Totally. That’s why Nintendo games always review poor- oh, wait
The reviews still have a strong focus on graphics, but based on the hardware limitations of the Switch.
Also, the aesthethic is not just about how photorealistic the game looks or what cutting edge technologies it uses. That’s why some games age differently than their peers, simply because their art style is not or less diminished by technological advances.
I don’t care very much about the cutting edge graphics, I rather have something with a round aesthethic than dry looks with ray tracing.
Into the Beach for much the same reasons, made by the same studio. Phenomenal gameplay trumps all.
Only game I’ve ever come back to this much. Unlocked everything, still fire it up every so often to have a run or two and it still somehow feels fresh each time
“It’s a technical wonder, never seen before in the industry. Completely unique dialog trees and interactions with NPCs. Elaborate upgrade system. Crafting mechanics. Full open world sandbox experience. Planned DLC for the next 2 years. BattlePass”

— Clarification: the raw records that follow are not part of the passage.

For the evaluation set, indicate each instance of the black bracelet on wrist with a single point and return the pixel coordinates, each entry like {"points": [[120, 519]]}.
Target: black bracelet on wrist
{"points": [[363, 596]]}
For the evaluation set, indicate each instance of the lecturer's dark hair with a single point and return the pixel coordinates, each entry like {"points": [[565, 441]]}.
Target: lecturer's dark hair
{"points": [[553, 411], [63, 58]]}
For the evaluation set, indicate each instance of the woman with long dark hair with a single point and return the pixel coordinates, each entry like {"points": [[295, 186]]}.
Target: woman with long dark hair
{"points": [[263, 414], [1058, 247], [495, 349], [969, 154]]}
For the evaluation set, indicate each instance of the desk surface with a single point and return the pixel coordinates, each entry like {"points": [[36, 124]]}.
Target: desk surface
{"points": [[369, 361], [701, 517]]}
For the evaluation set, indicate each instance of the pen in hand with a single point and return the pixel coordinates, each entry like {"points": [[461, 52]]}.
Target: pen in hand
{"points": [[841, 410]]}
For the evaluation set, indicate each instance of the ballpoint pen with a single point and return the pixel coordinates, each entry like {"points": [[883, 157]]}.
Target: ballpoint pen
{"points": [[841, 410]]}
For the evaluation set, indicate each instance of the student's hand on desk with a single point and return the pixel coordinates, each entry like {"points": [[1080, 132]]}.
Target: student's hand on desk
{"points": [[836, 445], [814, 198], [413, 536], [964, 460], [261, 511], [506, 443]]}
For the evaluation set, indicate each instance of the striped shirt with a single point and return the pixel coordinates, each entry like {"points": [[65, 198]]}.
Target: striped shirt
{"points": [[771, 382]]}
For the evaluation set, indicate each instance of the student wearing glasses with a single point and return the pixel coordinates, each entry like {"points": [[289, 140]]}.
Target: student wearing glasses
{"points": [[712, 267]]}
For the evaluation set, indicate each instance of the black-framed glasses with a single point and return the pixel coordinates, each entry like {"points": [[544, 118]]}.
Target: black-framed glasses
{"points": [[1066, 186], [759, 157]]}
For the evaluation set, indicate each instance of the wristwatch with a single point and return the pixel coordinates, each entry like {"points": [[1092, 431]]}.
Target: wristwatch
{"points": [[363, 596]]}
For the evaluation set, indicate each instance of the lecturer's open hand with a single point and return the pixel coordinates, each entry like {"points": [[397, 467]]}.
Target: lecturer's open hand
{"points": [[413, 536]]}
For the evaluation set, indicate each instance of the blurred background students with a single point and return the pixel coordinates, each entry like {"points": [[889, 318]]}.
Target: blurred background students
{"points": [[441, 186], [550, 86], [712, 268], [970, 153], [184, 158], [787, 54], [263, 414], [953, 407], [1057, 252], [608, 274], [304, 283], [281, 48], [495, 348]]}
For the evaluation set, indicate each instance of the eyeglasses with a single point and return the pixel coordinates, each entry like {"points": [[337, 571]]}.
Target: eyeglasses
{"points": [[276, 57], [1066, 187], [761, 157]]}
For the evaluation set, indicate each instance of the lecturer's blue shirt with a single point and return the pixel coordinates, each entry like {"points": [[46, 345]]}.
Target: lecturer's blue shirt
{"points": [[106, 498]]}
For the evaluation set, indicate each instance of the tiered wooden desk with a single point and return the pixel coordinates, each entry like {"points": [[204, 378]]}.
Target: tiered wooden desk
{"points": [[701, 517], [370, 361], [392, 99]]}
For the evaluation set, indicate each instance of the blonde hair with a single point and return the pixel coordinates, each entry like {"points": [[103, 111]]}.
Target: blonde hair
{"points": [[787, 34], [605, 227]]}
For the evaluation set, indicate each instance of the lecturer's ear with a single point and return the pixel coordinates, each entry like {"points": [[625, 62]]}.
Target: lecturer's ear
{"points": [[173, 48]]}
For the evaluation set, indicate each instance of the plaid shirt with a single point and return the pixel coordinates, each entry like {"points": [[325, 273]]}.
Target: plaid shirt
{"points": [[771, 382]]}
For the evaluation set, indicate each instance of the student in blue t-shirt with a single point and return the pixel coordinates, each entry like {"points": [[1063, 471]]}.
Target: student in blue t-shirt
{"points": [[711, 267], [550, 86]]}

Holy fuck I’m tired of this shit
I hate how every AAA game has to be an open world sandbox with loads of extra features. I just want a good story and strong core gameplay.
It’s just schlock that every AAA developer pads their ad campaigns with. You see those accolade trailers with cherry picked reviews toting it’s game of the year, claiming it “reimagines everything” or “sets a new standard” , when it’s a game built on a 12 year old engine that is showing its age.
Notice how Sound Design isnt even mentioned on the meme. That’s how far down that is in everyone’s minds.
But it should because we’ve been suffering for over a decade of flat non surround or abysmal volume mixing. Dialog that is just too quiet while everything else is loud. But I guess as long as we have separate volume sliders in game that’ll fix it. If only every game came with em.
Also we’ve been pushing graphics all the time but Sound has basically tanked since the invention of the Sound Blaster AWE64 or something. What’s a sound blaster? Well kids we used to buy sound Cards for our computers much like you do GPU cards. That’s how much sound tech has stagnated. We had 5/7.1 setups in the late 90s had games with EAX support now everything is just whatever, play sound.wav. I guess Dolby Atmos is a thing but it’s a thing with a subscription fee.
TLDR: what about sound
5.1 and 7.1 systems aren’t all that widespread, even in the music industry. Surround kinda sits in the same place vr does for me. It’s immensely cool, but it’ll never become standard due to hassle and lack of support.
Most of the recent innovation in sound has been trickled down from the music and film industries. Just a general increase in the capabilities of soft synths and a better understanding of foley, alongside dedicated in house recording studios have raised the bar of audio.
To be honest I agree with you that sound is overlooked, sound engineers truly are unsung heroes. I mean even when people point out the sound in a game, it’s usually directed at the composer.
As a professional generalist/gameplay programmer, imo sound isn’t far off from 3D graphics in terms of complexity, perfs issues and hardware fuckery. That is, if you want to do anything “fancy” with it, of course. As you said, the “play sound.wav” approach is way overused…
I do care about shipping the best SFX I can, and obviously so does our sound guy (who also deeply cares about mixing btw) but unfortunately, as opposed to graphics it doesn’t translate into better reviews/more sales in the execs’ mind so any substantial programming work in that area usually goes on the backlogged pile.
Ironically, I think that situation used to be better because there was a time where you basically had to have a dedicated sound programmer on the team since the software side was also a giant mess.